Power took a villa near Naples, looking over the bay, with a beautiful half-wild garden. He got it through a Greek, a Mr Agelasto.
"There may be some difficulty," said the man, "if the monkey lives with you."
"Speak of him as my friend," said Power.
"Well, the Italians are strange people, they take strange prejudices," was the reply.
We lived quietly in this house for more than a week. Power had clothed me in man's dress, and I walked as men walk. I but noticed that those we passed seemed to shrink from me. This, however, affected me little, as I knew nothing of men personally. If it had any effect, it but strengthened the feeling in me of some indefinable loss.
One day a gorgeously-dressed official called on Power. I was present, but the man spoke in Italian, and Power told me afterwards what took place.
"I would ask, sir, how long you remain?" said the man.
"I cannot tell; why do you want to know?" said Power.
The man shrugged his shoulders. "It is for your good, and that of your friend," ---- they had all quickly adopted that term for me. "The Italians, the ignorant country people, have prejudices, believe even in witchcraft. What can one do?"

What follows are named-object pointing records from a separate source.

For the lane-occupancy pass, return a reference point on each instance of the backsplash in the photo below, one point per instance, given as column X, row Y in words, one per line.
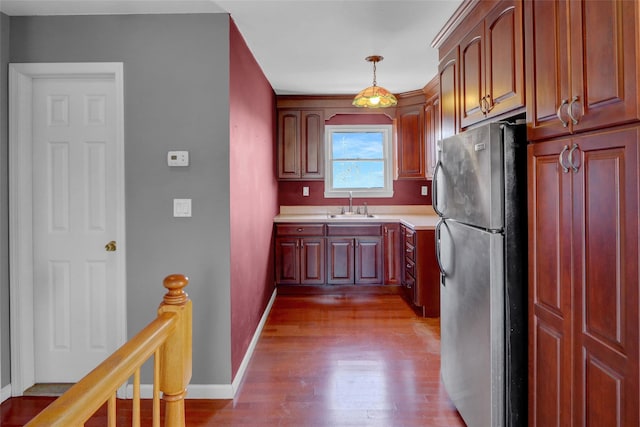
column 405, row 192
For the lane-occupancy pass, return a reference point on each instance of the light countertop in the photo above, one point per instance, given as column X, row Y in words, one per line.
column 416, row 217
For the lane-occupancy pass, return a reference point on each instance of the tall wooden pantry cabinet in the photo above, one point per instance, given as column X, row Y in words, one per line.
column 583, row 119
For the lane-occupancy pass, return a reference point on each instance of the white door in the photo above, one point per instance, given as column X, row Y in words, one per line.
column 74, row 219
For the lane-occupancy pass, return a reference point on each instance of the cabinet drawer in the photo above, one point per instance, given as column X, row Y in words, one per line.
column 300, row 229
column 354, row 230
column 409, row 269
column 410, row 252
column 410, row 236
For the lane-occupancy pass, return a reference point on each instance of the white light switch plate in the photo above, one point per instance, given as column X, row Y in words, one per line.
column 178, row 158
column 182, row 208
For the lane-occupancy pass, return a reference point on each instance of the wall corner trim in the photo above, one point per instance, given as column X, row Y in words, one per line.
column 252, row 345
column 5, row 393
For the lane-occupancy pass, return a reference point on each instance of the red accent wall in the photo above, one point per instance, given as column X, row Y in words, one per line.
column 254, row 193
column 405, row 192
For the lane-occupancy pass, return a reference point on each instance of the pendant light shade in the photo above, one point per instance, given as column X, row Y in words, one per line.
column 374, row 96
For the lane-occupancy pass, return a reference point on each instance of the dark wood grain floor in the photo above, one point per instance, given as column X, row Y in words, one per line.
column 349, row 360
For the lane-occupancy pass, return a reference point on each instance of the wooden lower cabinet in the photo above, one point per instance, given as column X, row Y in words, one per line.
column 420, row 276
column 583, row 280
column 355, row 260
column 392, row 273
column 300, row 260
column 333, row 254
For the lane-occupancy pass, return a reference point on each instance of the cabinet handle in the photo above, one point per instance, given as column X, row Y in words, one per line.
column 565, row 169
column 434, row 190
column 489, row 102
column 559, row 113
column 574, row 167
column 570, row 109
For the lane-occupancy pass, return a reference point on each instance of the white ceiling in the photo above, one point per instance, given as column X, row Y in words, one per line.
column 306, row 46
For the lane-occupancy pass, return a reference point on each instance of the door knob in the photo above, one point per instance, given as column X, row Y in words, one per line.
column 111, row 246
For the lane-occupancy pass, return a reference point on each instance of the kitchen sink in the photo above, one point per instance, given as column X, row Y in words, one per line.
column 353, row 216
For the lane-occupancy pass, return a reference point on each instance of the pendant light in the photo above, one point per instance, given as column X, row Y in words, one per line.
column 374, row 96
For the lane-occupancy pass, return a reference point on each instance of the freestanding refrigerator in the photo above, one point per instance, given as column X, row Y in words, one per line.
column 480, row 194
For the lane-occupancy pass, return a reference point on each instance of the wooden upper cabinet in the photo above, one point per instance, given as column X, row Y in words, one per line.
column 312, row 145
column 300, row 144
column 289, row 144
column 504, row 56
column 582, row 65
column 432, row 132
column 472, row 92
column 492, row 65
column 583, row 291
column 448, row 77
column 411, row 156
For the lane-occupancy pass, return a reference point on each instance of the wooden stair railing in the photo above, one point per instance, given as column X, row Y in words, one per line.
column 168, row 338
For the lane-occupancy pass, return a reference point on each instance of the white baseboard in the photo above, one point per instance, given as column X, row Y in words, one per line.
column 5, row 393
column 252, row 345
column 194, row 391
column 216, row 391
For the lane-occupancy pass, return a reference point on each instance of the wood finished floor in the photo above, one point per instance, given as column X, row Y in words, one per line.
column 322, row 360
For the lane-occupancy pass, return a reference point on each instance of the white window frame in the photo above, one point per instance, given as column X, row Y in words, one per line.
column 387, row 141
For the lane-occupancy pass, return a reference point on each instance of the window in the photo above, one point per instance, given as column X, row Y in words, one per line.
column 358, row 159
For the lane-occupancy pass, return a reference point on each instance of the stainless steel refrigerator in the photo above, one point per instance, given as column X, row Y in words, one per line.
column 480, row 194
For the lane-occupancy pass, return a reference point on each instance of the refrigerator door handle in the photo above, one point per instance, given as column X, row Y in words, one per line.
column 443, row 274
column 434, row 189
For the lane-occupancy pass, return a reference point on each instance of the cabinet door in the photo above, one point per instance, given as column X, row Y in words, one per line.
column 289, row 144
column 605, row 247
column 427, row 292
column 504, row 59
column 411, row 142
column 287, row 261
column 312, row 145
column 368, row 260
column 604, row 63
column 547, row 67
column 312, row 261
column 472, row 90
column 392, row 254
column 340, row 268
column 431, row 133
column 549, row 286
column 448, row 75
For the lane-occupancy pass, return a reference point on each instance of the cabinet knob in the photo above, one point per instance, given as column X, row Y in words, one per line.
column 573, row 165
column 570, row 109
column 559, row 113
column 564, row 167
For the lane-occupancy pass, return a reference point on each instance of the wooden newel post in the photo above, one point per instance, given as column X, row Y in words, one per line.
column 175, row 353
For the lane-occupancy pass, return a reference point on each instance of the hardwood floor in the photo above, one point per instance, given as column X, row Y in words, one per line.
column 323, row 360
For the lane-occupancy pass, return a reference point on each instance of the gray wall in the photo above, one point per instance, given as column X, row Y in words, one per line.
column 5, row 349
column 176, row 77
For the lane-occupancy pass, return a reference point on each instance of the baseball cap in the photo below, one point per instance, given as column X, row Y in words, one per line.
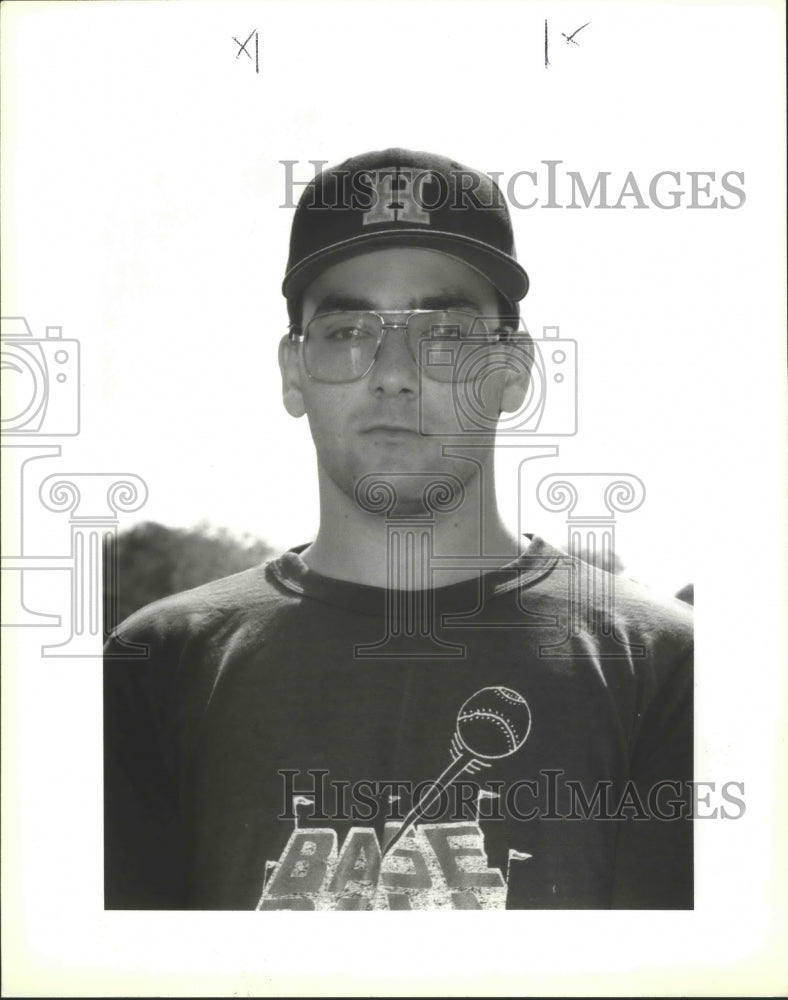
column 400, row 197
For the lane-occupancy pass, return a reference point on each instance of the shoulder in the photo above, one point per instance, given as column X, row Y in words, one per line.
column 613, row 599
column 252, row 593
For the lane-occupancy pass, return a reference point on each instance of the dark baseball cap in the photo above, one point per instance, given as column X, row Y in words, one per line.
column 398, row 197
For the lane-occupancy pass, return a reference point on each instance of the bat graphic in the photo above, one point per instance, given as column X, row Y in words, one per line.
column 571, row 38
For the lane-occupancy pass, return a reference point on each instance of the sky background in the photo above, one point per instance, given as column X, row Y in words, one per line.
column 144, row 211
column 142, row 187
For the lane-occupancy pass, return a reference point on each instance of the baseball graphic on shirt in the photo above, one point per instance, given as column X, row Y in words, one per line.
column 493, row 723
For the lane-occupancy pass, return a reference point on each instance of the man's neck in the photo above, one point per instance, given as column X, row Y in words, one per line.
column 400, row 549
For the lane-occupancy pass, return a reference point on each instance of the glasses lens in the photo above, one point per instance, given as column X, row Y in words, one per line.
column 340, row 347
column 446, row 343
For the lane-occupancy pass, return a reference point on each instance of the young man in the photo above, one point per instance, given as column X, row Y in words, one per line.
column 412, row 711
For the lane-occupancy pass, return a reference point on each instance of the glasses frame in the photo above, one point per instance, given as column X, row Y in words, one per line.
column 299, row 336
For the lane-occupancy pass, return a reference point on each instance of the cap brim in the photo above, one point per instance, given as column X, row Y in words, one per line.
column 503, row 272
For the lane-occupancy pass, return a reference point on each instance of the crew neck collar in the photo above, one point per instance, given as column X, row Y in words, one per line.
column 292, row 573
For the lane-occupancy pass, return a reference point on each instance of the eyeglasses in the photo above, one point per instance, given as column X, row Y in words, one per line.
column 343, row 346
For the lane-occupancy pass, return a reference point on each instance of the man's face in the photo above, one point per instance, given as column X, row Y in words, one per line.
column 394, row 421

"I will take the risk," said Power.
Power took me daily to drive about Naples itself. I saw many handsome streets lined with great shops, where the people worked in daily monotonous toil. But for the most part I saw narrow uncleanly lanes, lined with hovels, inhabited by dirty ill-clad men and women. We visited many great buildings of art and science ---- for the most part empty.

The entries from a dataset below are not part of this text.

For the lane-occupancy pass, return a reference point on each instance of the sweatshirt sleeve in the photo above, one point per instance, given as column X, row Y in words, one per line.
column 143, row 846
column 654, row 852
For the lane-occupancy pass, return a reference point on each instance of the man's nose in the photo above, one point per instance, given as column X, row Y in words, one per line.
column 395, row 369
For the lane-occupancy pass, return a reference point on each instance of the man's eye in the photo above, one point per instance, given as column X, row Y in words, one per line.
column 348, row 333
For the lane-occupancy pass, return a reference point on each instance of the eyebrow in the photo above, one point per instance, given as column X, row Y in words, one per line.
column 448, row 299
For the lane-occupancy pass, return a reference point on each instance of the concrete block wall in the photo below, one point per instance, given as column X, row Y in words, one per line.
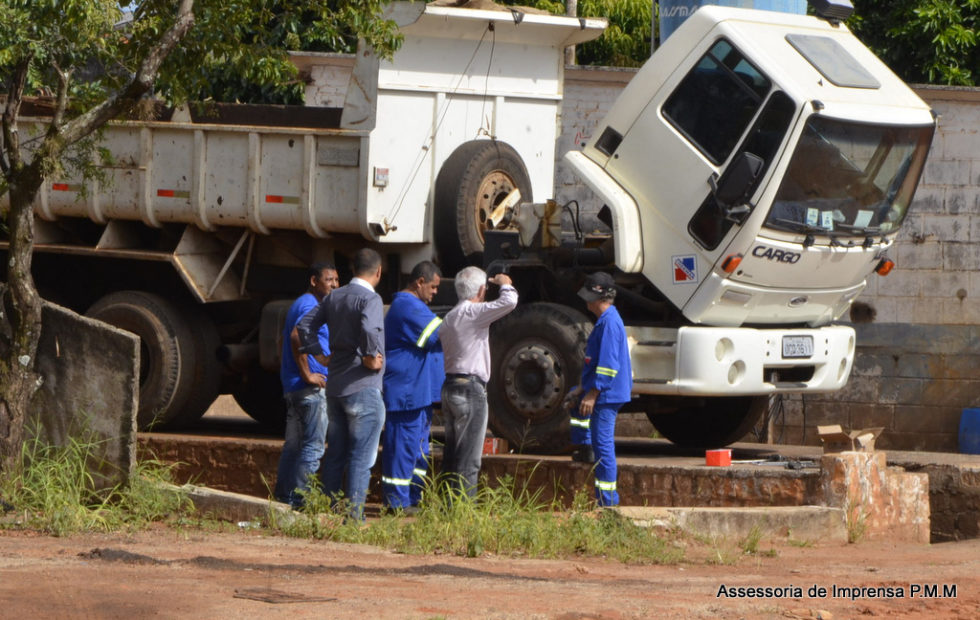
column 918, row 358
column 89, row 390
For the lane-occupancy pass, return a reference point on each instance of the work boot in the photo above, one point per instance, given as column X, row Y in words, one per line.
column 583, row 454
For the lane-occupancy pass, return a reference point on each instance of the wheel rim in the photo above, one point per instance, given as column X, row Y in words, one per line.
column 532, row 380
column 493, row 189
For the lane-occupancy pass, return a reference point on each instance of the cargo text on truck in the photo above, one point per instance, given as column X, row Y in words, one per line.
column 753, row 175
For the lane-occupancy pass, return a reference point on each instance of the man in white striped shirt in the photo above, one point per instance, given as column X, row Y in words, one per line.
column 465, row 336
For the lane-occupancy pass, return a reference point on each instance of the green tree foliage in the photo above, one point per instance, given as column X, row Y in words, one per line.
column 238, row 49
column 932, row 41
column 92, row 66
column 625, row 43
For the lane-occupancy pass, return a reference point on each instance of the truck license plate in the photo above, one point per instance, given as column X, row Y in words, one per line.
column 797, row 346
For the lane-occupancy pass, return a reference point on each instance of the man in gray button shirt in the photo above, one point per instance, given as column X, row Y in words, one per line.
column 465, row 337
column 354, row 316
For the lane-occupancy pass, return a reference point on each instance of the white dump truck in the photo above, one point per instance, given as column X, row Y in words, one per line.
column 752, row 175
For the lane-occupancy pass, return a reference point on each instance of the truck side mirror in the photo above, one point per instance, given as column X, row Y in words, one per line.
column 732, row 190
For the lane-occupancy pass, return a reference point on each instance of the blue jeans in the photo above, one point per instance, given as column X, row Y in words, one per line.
column 352, row 445
column 603, row 427
column 401, row 449
column 421, row 472
column 306, row 430
column 464, row 409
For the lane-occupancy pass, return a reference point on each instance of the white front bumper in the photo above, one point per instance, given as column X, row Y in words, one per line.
column 721, row 361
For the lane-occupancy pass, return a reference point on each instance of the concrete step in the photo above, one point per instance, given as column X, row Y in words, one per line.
column 797, row 523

"Where are the people who lead reasonable lives?" said I.
"They are few," replied Power; "these masses support them."
"Do these masses care nothing for art?"
"They are ignorant even of its principles."
"They have their literature," said Power, with a sneer.
"And is the life you have shown me the life of the masses?"
"You lie!" cried I, anger breaking from me. "You have brought me to the sink of the world! You hate men, you would have me hate them, you show no fair picture."
"All cities are the same," replied Power, coldly; "even the few lead ignoble lives, only the very few a reasonable life. But you must judge for yourself."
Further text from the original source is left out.